Equation ((2)) is a foundational differential equation governing the rate of time dilation. A derivation from the Schwarzschild metric can be found in Time dilation § Combined effect of velocity and gravitational time dilation.

== Measurement ==

Coordinate time cannot be directly measured; it must be calculated from the proper-time readings of physical clocks using relation ((2)) or a refined variant thereof.

Hypothetically, one can imagine a trajectory where a clock's proper time matches coordinate time exactly: such a clock would have to be stationary relative to the reference frame ($v = 0$) and located infinitely far away from all gravitational masses ($U = 0$). However, this conceptual illustration is of limited practical use because coordinate time is defined throughout the spacetime manifold, whereas a physical clock follows a specific worldline.
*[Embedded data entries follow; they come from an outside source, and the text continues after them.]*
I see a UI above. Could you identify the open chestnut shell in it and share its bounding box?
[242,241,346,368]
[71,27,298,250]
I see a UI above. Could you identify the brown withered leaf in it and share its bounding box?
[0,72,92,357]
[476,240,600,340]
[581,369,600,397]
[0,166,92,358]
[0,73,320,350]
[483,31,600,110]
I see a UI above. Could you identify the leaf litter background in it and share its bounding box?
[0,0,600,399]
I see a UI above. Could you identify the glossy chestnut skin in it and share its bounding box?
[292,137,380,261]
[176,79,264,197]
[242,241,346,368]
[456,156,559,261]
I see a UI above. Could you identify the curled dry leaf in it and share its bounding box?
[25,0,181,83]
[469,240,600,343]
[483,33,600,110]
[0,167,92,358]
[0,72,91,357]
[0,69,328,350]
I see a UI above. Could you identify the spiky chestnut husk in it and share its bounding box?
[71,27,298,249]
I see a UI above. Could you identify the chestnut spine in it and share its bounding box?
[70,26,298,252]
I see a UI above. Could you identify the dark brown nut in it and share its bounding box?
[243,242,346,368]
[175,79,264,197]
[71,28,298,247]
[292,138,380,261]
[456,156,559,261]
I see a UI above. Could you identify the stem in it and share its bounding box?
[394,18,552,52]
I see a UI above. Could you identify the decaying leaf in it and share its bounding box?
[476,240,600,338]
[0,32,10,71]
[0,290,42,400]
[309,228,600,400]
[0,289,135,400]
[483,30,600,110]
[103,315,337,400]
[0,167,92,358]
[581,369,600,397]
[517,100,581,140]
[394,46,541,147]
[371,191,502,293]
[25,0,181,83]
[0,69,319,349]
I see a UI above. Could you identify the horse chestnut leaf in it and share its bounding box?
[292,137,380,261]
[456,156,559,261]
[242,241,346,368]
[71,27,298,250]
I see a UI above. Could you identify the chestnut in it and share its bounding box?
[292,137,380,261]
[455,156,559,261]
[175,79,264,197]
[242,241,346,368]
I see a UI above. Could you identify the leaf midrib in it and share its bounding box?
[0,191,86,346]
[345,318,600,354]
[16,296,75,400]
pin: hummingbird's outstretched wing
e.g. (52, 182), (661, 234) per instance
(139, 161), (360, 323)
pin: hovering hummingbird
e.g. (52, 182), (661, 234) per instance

== Coordinate time scales ==

A coordinate time scale (or coordinate time standard) is a time standard designed to serve as the time coordinate in relativistic astronomical computations. Selecting a coordinate time scale implies choosing a complete reference frame.

As noted above, coordinate time can be conceptualized as the proper time of a hypothetically ideal clock at rest relative to the frame and located infinitely far from all masses. Because it lies outside all gravity wells, this hypothetical clock is unaffected by gravitational time dilation. Clocks inside gravity wells experience gravitational and motional time dilation relative to coordinate time, according to equation ((2)).

The IAU has defined four coordinate time scales for astronomical applications:

- Barycentric Coordinate Time (TCB): Based on a frame comoving with the barycenter of the Solar System. It is used to compute planetary and Solar System dynamics. Because of gravitational and kinetic time dilation, TCB advances faster than Earth-surface clocks by about 0.5 seconds per year.
- Barycentric Dynamical Time (TDB): A scaled version of TCB designed for observational convenience from Earth. TDB remains within 2 milliseconds of Terrestrial Time for several millennia, though its unit rate relative to an ideal infinite observer is scaled by $1 - L_B$ (where $L_B \approx 1.550519768 \times 10^{-8}$).
- Geocentric Coordinate Time (TCG): Based on a frame comoving with the Geocenter (center of the Earth). TCG is used for computations involving Earth-centered phenomena, such as satellite orbits and planetary rotation. Due to gravitational potential at Earth's surface, TCG advances faster than Earth-bound atomic clocks.
- Terrestrial Time (TT): A scaled version of TCG defined such that its unit rate on the geoid equals the SI second. Relative to TCG, the rate of TT is scaled down by $1 - L_G$ (where $L_G \approx 6.969290134 \times 10^{-10}$).